Kramers-Kronig relations for propagating modes are a fundamental property of many but not all structures supporting wave propagation. While Kramers-Kronig relations for a transfer function of a causal system are always satisfied, it was discovered in the past that Kramers-Kronig relations for individual modes of a system may fail, e.g., in leaky structures. Our aim in this paper is to scrutinize whether magnetoinductive waves propagating in discrete metamaterial structures by virtue of interelement coupling satisfy Kramers-Kronig relations. Starting with the dispersion relations of magnetoinductive waves in the nearest-neighbor approximation we investigated the real and imaginary parts of two complex functions: the propagation coefficient and the transfer function. In order to show that the real and imaginary parts of these functions are related to each other by the Kramers-Kronig relations we had to modify the functions by deducting from them the values of the functions at infinite frequencies. It was shown that these modified functions and their Kramers-Kronig pairs perfectly coincided. The much more complicated case of magnetoinductive wave propagation with long-range coupling assumed was also investigated.
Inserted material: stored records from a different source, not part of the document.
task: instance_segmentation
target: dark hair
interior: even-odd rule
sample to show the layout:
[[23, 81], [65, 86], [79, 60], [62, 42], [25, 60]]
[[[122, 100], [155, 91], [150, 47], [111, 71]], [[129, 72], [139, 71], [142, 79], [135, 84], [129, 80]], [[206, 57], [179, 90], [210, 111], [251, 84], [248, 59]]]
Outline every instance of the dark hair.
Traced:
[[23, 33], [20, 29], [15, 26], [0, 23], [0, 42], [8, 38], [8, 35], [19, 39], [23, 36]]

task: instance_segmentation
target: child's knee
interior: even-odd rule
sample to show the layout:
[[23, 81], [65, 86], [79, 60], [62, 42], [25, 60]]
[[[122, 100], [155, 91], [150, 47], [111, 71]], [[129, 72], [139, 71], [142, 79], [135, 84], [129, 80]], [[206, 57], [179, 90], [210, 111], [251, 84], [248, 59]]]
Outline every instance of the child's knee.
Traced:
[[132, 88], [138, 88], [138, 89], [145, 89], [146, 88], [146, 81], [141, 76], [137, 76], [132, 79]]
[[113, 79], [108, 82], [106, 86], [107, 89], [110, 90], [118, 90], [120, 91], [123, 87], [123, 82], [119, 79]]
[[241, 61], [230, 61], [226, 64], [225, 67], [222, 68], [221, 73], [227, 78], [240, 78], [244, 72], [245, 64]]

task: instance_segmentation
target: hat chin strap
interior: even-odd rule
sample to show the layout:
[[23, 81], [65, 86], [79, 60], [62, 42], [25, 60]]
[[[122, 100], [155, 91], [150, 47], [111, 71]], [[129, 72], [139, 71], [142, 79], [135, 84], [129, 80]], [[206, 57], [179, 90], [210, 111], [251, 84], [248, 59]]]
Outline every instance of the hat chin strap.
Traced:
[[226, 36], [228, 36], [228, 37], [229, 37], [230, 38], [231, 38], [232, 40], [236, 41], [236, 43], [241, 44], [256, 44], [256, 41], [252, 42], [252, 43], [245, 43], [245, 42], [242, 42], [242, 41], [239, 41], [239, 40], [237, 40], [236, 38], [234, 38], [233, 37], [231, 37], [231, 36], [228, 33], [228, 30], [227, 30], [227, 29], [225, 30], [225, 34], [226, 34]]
The mode structure was derived for interactions up to the third neighbor. It was shown that the Kramers-Kronig relations are not applicable to the individual modes, but are valid for the transfer functions of the waveguide after solving the excitation problem and taking all the modes into account. Our method can be applied to practically relevant cases enabling rapid evaluation of transfer functions, e.g., in metamaterials used for wireless power transfer.